Aku hanya menahan tawa hingga kemudian guru gebetan temanku masuk kelas.
Pak Wijaya mengucapkan salam dan mulai mengajar. Aku mengedarkan pandangan ke penghuni kelas. Melihat tatapan memuja dari beberapa siswi. Hem, entah di sinetron atau kisah fiksi, bahkan di dunia nyata, ada saja cerita anak murid jatuh hati dengan gurunya. Suka sebatas guru sebagai orang tua, sih, wajar. Ya, mereka suka sebagai lawan jenis juga wajar, sih. Walaupun aku masih tak tahu alasan besar apa yang sangat berpengaruh.
Mau bagaimana lagi, yang memang terjadi, ya terjadi.
"Ada yang ditanyakan?" Dengan gayanya yang berwibawa, Pak Wijaya menyapukan pandangan ke kelas.
"Tanya, Rat."
"Ih, buat apa coba?"
Aku dan Ratna mengobrol bisik-bisik.
"Buat Pak Wijaya natap kamu."
"Ngajarin nggak bener. Kamu saja sana tanya."
Kami tak sadar bahwa kasak-kusuk kami ketahuan oleh Pak Wijaya.
"Itu berdua kenapa? Ada yang mau ditanyakan?" tegur Pak Wijaya.
Aku dan Ratna spontan melihat Pak Wijaya dengan takzim.
"Tidak, Pak," jawab Ratna.
"Silakan salin catatan dari saya. Itu tak ada di buku."
🍃🍃🍃
Saat yang menyenangkan di sekolah adalah berada di perpustakaan. Aku bisa puas meminjam buku.
"Tumben ikut ke perpus dengan suka rela?" tanyaku pada Ratna yang tiba-tiba gelendotan.
"Lagi pengen baca buku. Katanya ada novel best seller terbaru."
"Besok nabung buat beli."
"Halah, kamu aja masih suka nebeng di perpus, kok."
Kami pun segera memasuki lorong rak-rak buku.
"Ratna." Ada suara cowok memanggil.
Aku melihat sosok siswa sedang menatap Ratna dengan tatapan lembut. Kupikir, ini cowok yang tempo hari diceritakan oleh Ratna. Aku tidak mengenalnya karena memang beda kelas.
"Kamu cari ini?" Anak bernama Aral itu menyodorkan buku pada Ratna.
Ratna membaca judul buku yang dipegang anak itu.
"Ya, bener. Kok, kamu tahu?" Ratna bertanya curiga.
"Aku mendengar percakapanmu sama Tira tadi.
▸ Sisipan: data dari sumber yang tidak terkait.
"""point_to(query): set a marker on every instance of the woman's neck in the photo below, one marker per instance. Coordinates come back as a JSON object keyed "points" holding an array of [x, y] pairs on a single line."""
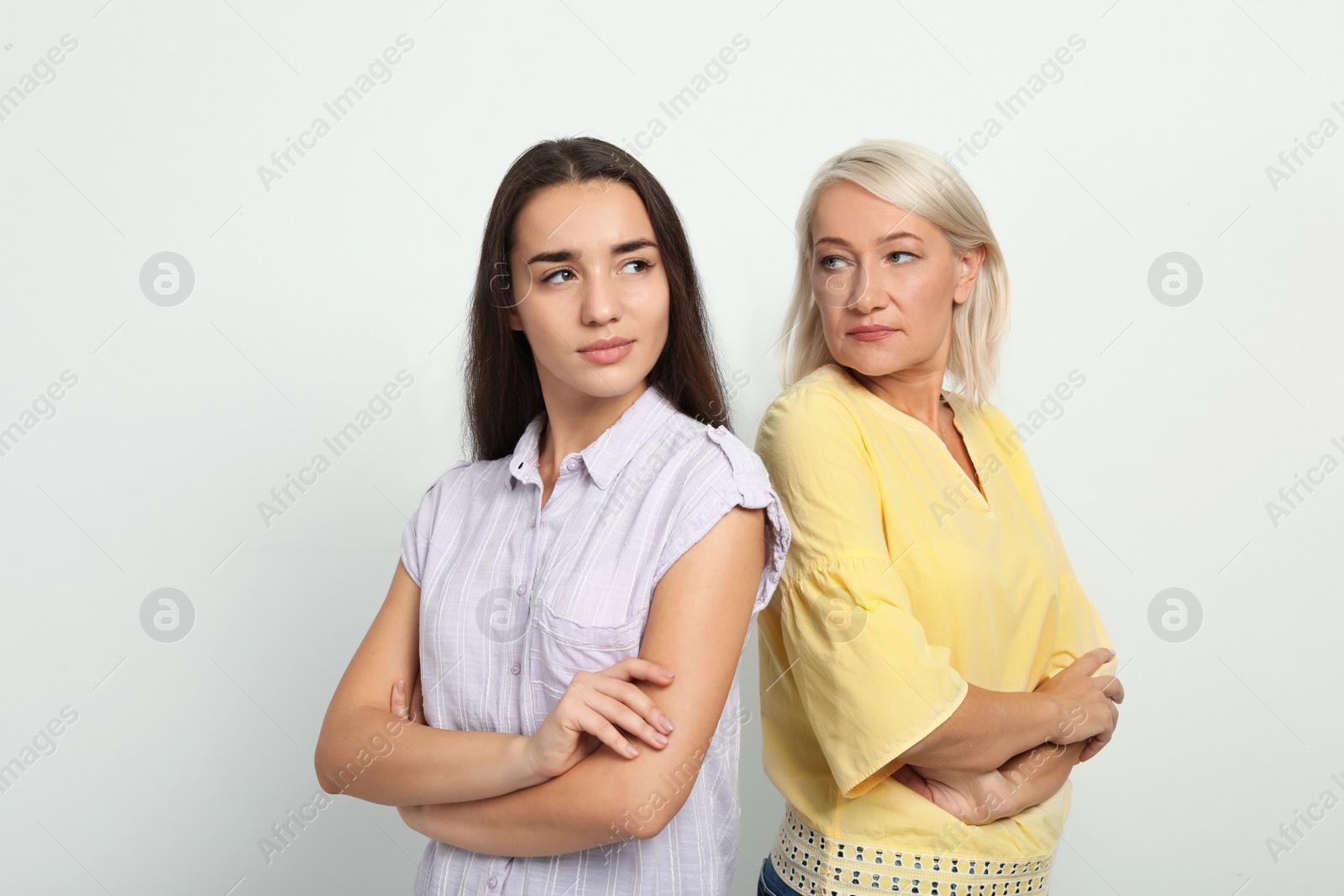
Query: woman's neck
{"points": [[575, 421]]}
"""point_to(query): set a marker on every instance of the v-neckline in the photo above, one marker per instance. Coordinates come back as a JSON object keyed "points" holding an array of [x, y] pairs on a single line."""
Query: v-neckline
{"points": [[953, 401]]}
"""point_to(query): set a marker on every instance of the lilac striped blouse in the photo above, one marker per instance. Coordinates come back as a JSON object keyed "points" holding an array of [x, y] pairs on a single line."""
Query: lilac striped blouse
{"points": [[515, 598]]}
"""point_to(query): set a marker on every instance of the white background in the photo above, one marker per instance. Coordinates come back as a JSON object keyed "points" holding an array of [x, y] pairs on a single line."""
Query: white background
{"points": [[312, 295]]}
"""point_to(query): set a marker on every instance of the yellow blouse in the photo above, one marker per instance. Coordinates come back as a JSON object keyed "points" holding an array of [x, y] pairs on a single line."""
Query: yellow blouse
{"points": [[902, 584]]}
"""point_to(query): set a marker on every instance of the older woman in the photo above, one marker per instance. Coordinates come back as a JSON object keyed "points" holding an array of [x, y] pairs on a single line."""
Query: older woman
{"points": [[929, 667]]}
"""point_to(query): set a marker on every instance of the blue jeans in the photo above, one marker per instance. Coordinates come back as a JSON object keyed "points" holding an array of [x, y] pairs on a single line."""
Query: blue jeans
{"points": [[770, 883]]}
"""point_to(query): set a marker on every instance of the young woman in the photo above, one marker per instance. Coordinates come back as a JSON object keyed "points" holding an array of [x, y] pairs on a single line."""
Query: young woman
{"points": [[577, 598], [929, 665]]}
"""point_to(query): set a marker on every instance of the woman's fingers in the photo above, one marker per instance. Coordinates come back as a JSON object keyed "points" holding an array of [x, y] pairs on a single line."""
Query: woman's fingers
{"points": [[620, 714], [632, 696], [1092, 661], [596, 723]]}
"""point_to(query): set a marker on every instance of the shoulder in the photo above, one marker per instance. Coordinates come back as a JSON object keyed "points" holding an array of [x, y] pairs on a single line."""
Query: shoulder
{"points": [[709, 474], [461, 479], [711, 457], [813, 417]]}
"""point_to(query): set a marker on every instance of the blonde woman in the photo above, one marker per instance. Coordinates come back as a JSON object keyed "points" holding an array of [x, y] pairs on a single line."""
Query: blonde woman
{"points": [[931, 668]]}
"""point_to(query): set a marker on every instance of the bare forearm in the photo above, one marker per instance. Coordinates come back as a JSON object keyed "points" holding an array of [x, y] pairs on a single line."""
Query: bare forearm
{"points": [[378, 757], [1038, 774], [987, 730], [604, 799]]}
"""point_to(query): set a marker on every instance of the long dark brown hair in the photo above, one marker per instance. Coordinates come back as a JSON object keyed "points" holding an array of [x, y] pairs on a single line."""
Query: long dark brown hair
{"points": [[503, 390]]}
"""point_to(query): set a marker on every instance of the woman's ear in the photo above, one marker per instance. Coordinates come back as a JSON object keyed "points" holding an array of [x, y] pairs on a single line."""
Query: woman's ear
{"points": [[968, 268]]}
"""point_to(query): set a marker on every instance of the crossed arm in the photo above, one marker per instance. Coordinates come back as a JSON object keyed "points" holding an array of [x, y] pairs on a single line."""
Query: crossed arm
{"points": [[954, 766], [454, 788]]}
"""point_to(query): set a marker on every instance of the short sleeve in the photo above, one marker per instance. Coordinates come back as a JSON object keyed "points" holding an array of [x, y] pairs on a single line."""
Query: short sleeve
{"points": [[732, 476], [420, 527], [869, 681]]}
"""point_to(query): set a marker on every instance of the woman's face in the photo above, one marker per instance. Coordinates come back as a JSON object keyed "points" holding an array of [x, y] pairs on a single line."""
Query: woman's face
{"points": [[886, 282], [591, 291]]}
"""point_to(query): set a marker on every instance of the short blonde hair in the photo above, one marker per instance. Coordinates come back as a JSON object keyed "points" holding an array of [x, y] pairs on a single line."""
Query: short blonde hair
{"points": [[921, 181]]}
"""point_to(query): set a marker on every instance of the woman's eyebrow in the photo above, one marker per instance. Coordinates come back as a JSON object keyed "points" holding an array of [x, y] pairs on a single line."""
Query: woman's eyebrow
{"points": [[632, 244], [573, 254], [877, 242]]}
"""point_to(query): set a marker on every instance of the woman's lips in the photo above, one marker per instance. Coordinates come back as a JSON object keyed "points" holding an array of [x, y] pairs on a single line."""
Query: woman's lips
{"points": [[871, 335], [606, 354]]}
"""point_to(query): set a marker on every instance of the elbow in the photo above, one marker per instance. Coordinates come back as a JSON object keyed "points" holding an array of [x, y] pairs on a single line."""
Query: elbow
{"points": [[329, 773], [954, 757], [645, 808], [323, 772]]}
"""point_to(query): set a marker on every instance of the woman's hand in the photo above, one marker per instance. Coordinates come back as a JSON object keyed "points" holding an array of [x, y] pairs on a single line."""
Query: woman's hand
{"points": [[1086, 701], [974, 799], [584, 719]]}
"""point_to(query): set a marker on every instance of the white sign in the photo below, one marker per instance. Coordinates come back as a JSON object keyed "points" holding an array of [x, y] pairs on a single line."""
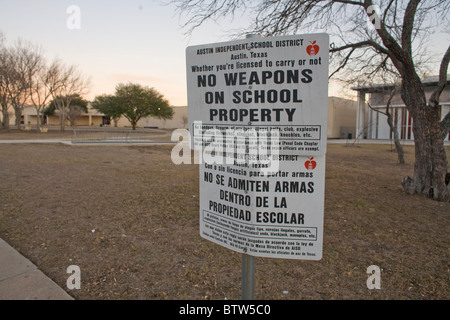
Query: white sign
{"points": [[258, 113]]}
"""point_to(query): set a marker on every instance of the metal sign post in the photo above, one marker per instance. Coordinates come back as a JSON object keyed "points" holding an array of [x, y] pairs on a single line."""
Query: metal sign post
{"points": [[258, 113], [248, 277]]}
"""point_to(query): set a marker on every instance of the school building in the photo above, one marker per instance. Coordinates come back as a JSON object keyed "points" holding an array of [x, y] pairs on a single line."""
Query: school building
{"points": [[371, 124]]}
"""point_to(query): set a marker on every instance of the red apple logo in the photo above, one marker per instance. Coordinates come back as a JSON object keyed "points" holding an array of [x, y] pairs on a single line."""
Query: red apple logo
{"points": [[312, 49], [310, 164]]}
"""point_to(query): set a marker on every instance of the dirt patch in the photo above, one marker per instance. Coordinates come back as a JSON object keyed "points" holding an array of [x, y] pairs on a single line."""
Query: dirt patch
{"points": [[128, 217]]}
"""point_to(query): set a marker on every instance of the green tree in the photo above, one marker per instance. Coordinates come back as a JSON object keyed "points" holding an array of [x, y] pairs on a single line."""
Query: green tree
{"points": [[72, 111], [107, 104], [372, 40], [138, 102]]}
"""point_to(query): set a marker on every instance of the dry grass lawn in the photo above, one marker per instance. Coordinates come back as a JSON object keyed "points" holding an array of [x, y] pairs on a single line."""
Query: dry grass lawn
{"points": [[128, 217]]}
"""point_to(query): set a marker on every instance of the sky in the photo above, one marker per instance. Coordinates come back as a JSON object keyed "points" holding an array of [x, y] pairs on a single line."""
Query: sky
{"points": [[114, 41], [117, 41]]}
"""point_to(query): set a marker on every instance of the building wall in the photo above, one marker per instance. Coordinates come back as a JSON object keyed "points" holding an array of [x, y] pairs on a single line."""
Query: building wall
{"points": [[377, 126], [341, 118], [179, 121]]}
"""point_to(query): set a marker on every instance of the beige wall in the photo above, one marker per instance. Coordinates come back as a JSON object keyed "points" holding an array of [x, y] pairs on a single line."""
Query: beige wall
{"points": [[176, 122], [341, 118]]}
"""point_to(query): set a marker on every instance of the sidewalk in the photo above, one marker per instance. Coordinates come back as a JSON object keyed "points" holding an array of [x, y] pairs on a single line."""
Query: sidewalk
{"points": [[22, 280]]}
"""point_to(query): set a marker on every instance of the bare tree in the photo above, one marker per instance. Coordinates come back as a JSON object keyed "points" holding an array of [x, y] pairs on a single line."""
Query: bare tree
{"points": [[4, 83], [24, 62], [42, 84], [392, 43], [69, 83]]}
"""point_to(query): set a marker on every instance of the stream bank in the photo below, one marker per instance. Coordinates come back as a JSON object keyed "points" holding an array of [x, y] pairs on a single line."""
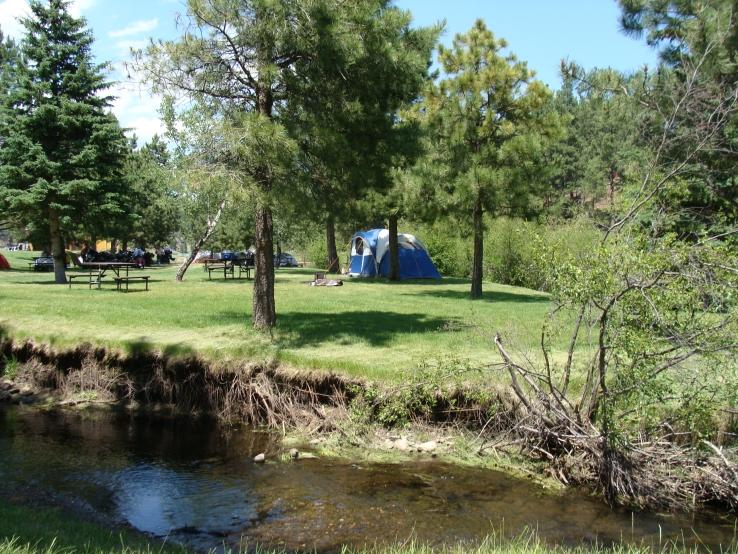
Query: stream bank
{"points": [[333, 414]]}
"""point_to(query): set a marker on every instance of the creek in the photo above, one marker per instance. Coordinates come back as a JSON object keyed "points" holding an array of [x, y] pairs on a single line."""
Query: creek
{"points": [[194, 481]]}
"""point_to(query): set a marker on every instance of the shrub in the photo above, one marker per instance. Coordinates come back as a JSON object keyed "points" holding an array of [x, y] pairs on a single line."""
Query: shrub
{"points": [[317, 253]]}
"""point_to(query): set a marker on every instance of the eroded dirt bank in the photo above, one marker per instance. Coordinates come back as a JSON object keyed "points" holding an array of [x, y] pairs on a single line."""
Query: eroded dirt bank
{"points": [[324, 406]]}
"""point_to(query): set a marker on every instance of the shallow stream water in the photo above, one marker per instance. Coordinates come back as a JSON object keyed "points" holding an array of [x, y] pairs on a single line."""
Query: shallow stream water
{"points": [[195, 482]]}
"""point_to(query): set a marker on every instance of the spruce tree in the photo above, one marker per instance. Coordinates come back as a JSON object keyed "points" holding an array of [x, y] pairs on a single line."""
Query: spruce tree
{"points": [[62, 152]]}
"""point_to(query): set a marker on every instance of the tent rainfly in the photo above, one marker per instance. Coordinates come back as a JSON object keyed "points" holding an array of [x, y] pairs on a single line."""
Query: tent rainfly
{"points": [[370, 256]]}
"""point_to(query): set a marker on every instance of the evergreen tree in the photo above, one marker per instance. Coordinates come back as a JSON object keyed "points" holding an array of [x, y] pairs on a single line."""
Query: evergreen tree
{"points": [[62, 154], [697, 40], [153, 209], [488, 126], [254, 64]]}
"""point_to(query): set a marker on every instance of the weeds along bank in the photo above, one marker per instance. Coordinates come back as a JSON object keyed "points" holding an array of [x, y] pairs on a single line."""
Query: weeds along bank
{"points": [[355, 413]]}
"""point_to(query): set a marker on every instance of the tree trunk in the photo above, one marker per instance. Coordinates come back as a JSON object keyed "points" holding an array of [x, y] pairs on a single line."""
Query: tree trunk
{"points": [[264, 315], [330, 239], [476, 290], [57, 248], [394, 249], [211, 224], [264, 312]]}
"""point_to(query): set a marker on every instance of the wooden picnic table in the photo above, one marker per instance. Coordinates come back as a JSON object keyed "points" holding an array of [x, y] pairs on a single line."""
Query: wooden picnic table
{"points": [[103, 267], [228, 266]]}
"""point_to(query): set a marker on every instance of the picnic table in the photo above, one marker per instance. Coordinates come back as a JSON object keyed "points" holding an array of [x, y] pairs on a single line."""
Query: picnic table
{"points": [[228, 267], [98, 270]]}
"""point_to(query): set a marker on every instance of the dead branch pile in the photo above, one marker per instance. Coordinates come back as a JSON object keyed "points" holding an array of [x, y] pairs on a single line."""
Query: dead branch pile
{"points": [[646, 474]]}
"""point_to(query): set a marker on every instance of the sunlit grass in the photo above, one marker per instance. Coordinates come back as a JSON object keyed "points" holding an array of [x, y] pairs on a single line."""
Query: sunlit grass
{"points": [[365, 328]]}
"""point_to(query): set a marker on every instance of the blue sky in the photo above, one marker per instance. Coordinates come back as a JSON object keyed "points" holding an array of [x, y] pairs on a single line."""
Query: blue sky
{"points": [[541, 32]]}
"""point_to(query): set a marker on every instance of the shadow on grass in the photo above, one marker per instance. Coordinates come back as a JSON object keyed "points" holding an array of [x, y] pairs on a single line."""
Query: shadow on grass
{"points": [[299, 329], [143, 347], [488, 296]]}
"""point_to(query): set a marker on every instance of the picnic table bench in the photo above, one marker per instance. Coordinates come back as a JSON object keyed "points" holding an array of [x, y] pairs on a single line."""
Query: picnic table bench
{"points": [[228, 268], [92, 277], [120, 281], [96, 271]]}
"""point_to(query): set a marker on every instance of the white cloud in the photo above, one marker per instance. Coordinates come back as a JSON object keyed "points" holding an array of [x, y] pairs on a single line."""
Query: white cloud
{"points": [[142, 26], [136, 107], [12, 10], [80, 6], [126, 45]]}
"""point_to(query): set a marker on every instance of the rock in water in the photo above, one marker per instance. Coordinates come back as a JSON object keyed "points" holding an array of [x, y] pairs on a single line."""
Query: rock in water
{"points": [[429, 446]]}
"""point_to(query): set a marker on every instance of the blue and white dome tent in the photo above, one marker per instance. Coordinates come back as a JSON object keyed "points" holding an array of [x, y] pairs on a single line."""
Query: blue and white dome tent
{"points": [[370, 256]]}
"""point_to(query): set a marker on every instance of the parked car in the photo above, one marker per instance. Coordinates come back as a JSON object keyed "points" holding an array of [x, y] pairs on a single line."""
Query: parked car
{"points": [[43, 263], [285, 260]]}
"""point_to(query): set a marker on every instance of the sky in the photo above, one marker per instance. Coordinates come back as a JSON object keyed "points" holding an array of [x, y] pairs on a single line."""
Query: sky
{"points": [[541, 32]]}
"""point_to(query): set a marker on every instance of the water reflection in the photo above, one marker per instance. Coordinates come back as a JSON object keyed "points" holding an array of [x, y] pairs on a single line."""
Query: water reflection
{"points": [[194, 482]]}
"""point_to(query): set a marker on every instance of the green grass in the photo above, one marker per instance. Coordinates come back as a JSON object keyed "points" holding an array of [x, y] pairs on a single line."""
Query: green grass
{"points": [[371, 329], [25, 529], [43, 530]]}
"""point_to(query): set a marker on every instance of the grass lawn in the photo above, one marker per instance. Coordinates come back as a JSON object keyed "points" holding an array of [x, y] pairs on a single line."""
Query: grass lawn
{"points": [[30, 529], [372, 329]]}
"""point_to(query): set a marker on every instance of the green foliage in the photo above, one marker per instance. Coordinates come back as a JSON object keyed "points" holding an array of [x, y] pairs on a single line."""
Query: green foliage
{"points": [[603, 146], [62, 153], [447, 248], [513, 251], [317, 253], [417, 398], [488, 126], [10, 367], [154, 211]]}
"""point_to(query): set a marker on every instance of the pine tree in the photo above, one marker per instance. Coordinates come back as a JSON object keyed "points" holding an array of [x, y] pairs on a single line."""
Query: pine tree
{"points": [[488, 127], [63, 152]]}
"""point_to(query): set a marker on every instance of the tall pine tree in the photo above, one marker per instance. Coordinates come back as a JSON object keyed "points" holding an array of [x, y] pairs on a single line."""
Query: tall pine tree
{"points": [[62, 152], [488, 125]]}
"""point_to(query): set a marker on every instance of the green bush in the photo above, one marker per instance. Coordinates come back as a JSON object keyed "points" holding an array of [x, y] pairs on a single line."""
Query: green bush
{"points": [[450, 252], [317, 253]]}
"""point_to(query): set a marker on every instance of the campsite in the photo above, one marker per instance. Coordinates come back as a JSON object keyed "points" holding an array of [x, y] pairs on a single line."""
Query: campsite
{"points": [[377, 276]]}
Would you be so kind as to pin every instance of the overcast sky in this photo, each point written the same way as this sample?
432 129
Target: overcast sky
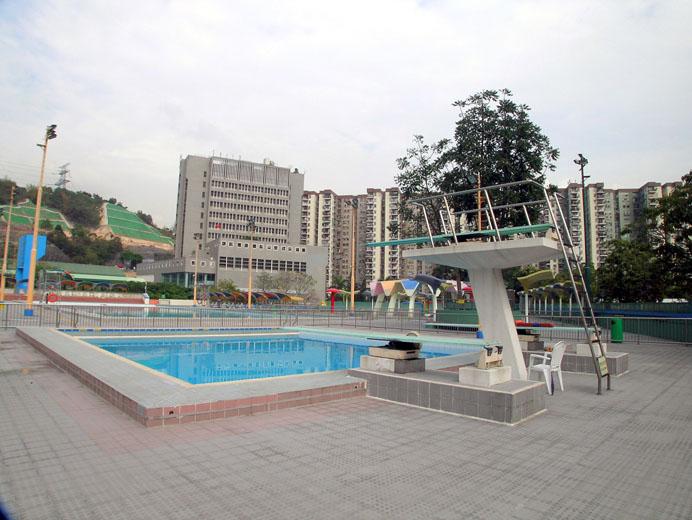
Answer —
336 90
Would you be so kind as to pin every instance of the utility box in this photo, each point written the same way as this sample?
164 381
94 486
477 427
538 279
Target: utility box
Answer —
616 330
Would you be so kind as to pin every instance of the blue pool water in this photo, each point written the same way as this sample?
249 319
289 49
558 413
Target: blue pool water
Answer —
213 359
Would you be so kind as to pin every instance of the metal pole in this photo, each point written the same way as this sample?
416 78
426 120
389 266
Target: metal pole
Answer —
353 260
50 134
194 284
583 161
251 225
7 245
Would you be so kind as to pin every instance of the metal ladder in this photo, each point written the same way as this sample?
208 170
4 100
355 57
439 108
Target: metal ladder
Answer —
588 318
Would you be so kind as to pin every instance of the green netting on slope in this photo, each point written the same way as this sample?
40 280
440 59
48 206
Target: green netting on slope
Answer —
131 233
125 223
130 224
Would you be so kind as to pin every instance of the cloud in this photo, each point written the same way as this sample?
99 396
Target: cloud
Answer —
335 90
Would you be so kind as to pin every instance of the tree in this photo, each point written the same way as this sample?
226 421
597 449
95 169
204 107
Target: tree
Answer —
630 274
495 142
339 282
670 231
131 257
302 284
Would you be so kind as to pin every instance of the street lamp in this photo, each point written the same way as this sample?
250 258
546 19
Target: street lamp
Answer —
197 237
583 161
251 227
29 311
354 205
13 191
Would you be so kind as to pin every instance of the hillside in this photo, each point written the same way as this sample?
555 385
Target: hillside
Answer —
81 227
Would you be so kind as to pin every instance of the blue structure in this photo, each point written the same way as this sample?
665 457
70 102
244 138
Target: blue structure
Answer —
24 258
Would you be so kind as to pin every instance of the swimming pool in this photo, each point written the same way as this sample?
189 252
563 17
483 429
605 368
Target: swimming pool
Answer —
213 359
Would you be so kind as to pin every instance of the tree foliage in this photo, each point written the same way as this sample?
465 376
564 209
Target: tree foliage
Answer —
291 282
656 264
629 274
494 142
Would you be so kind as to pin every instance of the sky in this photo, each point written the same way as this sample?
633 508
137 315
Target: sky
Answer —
337 90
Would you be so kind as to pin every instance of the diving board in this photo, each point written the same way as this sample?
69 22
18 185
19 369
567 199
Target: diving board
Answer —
484 262
485 233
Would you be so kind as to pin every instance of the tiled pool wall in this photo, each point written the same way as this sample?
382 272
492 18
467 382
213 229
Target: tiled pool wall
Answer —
209 411
202 410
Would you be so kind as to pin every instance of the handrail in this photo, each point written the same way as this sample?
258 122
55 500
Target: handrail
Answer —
476 190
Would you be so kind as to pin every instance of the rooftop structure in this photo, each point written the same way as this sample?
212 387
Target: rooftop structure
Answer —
217 197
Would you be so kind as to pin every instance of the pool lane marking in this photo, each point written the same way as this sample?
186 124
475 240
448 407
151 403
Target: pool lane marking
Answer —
128 336
185 383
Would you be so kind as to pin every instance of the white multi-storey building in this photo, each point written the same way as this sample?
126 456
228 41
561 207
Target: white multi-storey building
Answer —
609 213
326 220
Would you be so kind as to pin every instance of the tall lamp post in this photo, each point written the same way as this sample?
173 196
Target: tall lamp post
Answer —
29 311
7 246
354 206
251 227
197 237
583 161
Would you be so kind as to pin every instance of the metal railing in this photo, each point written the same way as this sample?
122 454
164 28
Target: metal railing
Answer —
104 316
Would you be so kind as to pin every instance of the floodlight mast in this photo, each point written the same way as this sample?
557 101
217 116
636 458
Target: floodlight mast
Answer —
29 311
354 205
583 161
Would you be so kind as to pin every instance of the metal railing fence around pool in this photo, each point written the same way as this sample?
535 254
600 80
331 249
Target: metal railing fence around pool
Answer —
104 316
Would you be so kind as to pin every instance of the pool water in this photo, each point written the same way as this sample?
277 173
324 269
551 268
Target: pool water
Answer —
205 359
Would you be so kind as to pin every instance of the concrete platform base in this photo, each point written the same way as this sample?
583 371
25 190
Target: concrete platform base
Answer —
534 346
507 403
484 377
582 349
396 366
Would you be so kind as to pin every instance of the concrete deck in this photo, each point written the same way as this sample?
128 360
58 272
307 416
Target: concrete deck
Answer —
67 453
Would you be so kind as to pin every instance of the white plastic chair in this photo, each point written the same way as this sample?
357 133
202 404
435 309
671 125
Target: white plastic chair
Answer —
550 363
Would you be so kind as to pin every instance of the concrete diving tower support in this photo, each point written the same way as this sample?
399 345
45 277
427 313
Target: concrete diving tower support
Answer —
484 262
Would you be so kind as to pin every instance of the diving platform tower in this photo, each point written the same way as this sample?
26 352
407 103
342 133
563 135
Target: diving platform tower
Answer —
488 249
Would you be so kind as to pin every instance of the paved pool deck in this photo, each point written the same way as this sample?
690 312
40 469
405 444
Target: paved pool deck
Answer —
67 453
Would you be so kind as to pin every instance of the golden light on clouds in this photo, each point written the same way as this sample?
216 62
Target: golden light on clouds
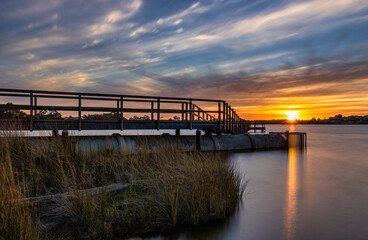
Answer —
292 115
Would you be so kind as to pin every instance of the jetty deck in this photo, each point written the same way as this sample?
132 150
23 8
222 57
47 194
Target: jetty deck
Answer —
210 115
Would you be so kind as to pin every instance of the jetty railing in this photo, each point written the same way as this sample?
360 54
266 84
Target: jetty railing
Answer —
221 118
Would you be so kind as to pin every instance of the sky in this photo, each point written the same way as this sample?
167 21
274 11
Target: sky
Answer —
269 59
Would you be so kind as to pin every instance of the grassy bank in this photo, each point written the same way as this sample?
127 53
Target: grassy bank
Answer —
170 189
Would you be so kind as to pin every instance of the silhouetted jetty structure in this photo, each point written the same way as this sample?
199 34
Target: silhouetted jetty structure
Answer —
219 117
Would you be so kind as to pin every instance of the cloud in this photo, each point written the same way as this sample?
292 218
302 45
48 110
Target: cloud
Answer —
267 27
172 20
110 22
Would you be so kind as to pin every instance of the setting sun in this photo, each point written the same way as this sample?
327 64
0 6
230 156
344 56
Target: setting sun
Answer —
292 115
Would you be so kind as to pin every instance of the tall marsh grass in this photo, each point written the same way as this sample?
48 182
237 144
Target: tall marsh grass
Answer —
170 189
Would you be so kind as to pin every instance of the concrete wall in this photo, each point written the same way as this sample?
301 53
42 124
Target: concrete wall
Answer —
187 143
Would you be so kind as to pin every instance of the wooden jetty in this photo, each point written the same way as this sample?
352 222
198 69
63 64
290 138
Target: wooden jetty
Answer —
213 116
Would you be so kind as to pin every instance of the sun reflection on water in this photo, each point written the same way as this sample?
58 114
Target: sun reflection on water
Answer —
291 199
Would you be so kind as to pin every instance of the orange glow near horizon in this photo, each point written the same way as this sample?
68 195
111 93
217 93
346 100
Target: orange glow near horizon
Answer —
292 115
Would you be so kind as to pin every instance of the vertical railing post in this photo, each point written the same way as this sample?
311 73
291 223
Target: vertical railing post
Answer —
121 113
79 112
219 115
35 114
158 113
31 111
190 114
230 119
186 111
152 106
233 120
117 110
223 114
182 111
226 116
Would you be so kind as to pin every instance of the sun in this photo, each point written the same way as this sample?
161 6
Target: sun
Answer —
292 115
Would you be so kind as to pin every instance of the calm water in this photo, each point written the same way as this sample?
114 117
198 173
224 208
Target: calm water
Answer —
320 193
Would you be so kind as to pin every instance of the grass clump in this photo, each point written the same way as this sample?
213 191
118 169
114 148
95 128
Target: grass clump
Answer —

Kebetulan aku juga mau pinjam."
Aku membalikkan badan dan siap meninggalkan mereka berdua. Namun, tarikan tangan Ratna menghentikan aksiku. Kulirik tatapan jengkel Ratna seolah mengancamkku dengan kalimat 'Mau pergi ke mana kamu? Awas, ya!'
Aku pun menemani Ratna hingga cowok bernama Aral itu pergi.
"Hiuh, aman." Ratna mengelus dada.
"Kamu bener-bener nggak suka dia?"
"Tul."
"Sukanya cuma Pak Wijaya?"
"Tul."
"Pak Wijaya lebih keren?"
"Tul."
"Keren, masih muda, cerdas, perhatian lagi."
"Tul."
"Dari tadi tal-tul melulu. Macan tutul?" Perkataanku membuat Ratna nyengir, sedangkan aku mendengkus.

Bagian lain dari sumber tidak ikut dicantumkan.